My most popular post ever is “What is a PBM?” which made me think that this is probably a relevant post for the average healthcare consumer. And, given the historical push to mail combined with the current economy, you can expect mail order pharmacy (or home delivery pharmacy) along with 90-day retail pharmacy to be a hotter topic.
At Silverlink Communications, we work with a lot of companies on their retail-to-mail (RTM) communications strategy and execution. One of the first things I point out to all of them is that over 50% of people don’t usually know what mail order pharmacy is. So, you have to address awareness at the same time as recruiting new patients.
So, for all of you that receive a letter or call talking to you about moving your prescription to mail order, let me answer a few of your basic questions:
- Mail order pharmacies are also called home delivery pharmacies since they deliver your medications through the mail and directly to your home (or other address provided).
- The mail order pharmacy is typically owned by either your managed care company (aka health insurer) or by a pharmacy benefit management company that your insurer contracts with directly to provide this service.
- There is typically only one mail order pharmacy that you can use (i.e., is considered “in-network”).
- The service is typically the fulfillment of 90-day prescriptions of medications which you will take on a long term basis (aka maintenance medications). This is not true for controlled substances which typically only allow a 30-day prescription and for some specialty and injectable drugs.
- You often have a financial incentive to choose mail order where you will get a 90-day supply for less than it would cost you to buy three 30-day prescriptions at your local pharmacy.
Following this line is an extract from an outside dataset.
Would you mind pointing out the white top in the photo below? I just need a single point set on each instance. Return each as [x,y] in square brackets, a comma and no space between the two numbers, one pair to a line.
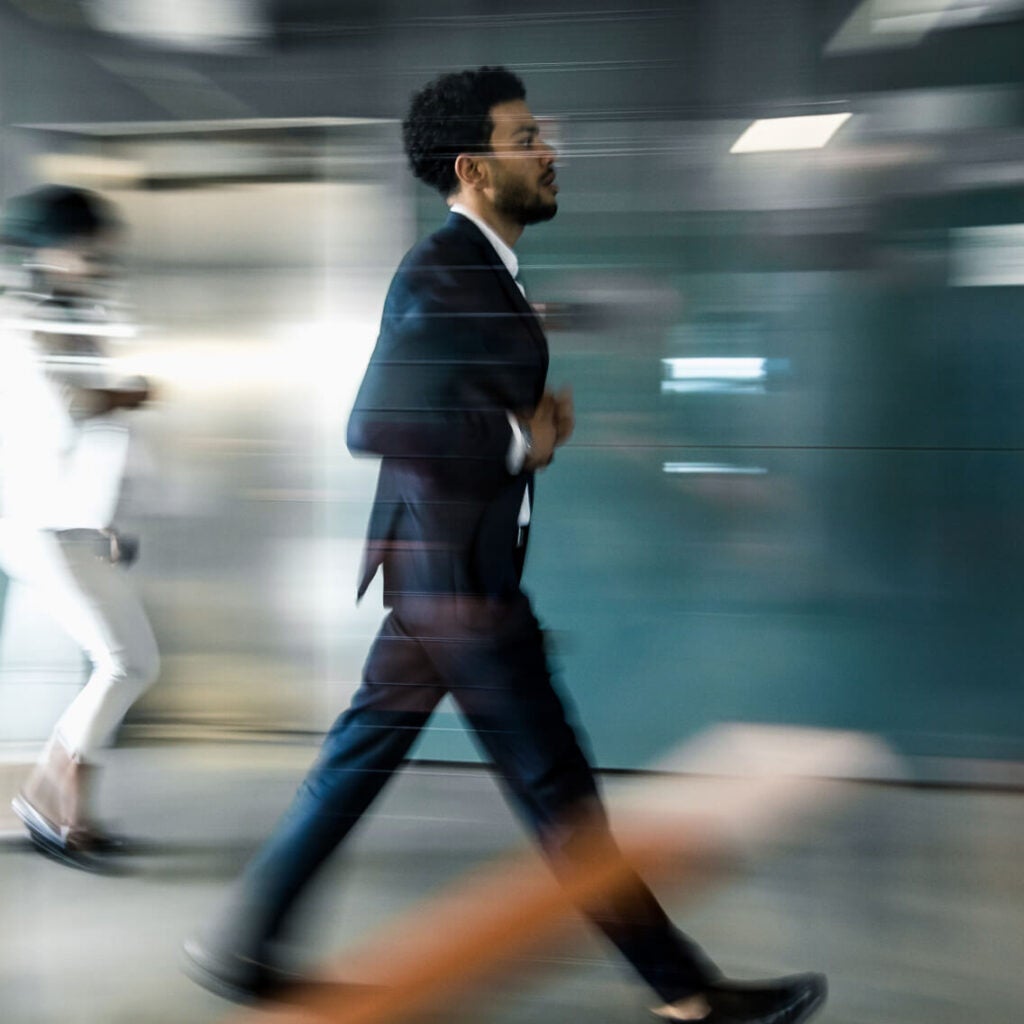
[58,469]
This discount is due to the buying power of the mail pharmacy, the automation which reduces the costs of dispensing the drugs, and the lower distribution costs (i.e., no need to move the drug to all 5,000 retail locations).
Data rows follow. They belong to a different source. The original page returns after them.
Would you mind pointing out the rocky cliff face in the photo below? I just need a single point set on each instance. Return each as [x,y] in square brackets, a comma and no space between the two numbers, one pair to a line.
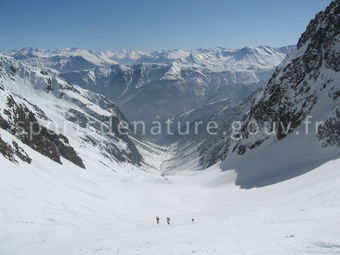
[305,84]
[294,123]
[59,120]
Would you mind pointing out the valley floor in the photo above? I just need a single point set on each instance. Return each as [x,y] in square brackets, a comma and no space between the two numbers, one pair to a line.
[65,210]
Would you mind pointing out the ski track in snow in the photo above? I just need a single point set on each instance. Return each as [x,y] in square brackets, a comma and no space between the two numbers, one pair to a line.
[48,209]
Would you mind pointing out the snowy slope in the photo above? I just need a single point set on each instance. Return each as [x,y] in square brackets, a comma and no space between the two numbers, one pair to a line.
[84,125]
[300,103]
[48,209]
[151,81]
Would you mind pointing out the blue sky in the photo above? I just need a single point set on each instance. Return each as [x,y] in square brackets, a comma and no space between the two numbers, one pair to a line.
[151,24]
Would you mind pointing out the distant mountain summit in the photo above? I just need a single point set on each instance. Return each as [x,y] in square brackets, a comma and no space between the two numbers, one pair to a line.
[145,85]
[294,124]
- The drugs are the same drugs you buy at your local pharmacy.
- You have the same access to a pharmacist but it is over the phone not face to face (which I personally prefer and think is more confidential).
- You can do your refills over the IVR (interactive voice response) line and over the Internet along with traditional means of live agents and using snail mail.
- These mail order pharmacies use robotics and other highly sophisticated solutions to dispense the drugs accurately and quickly.
- Many of the mail order pharmacies that we work with offer services around calling your physician to get new prescriptions and also use our automated outbound calls to provide you with order status (WISMO calls – what is the status of my order) and refill reminders.
- You shouldn’t typically start a new drug at mail order. You want to wait until you have had two fills locally to make sure you are titrated to the right strength (i.e., your MD might switch your dosage initially so you don’t want to buy too much supply of a drug you might not use).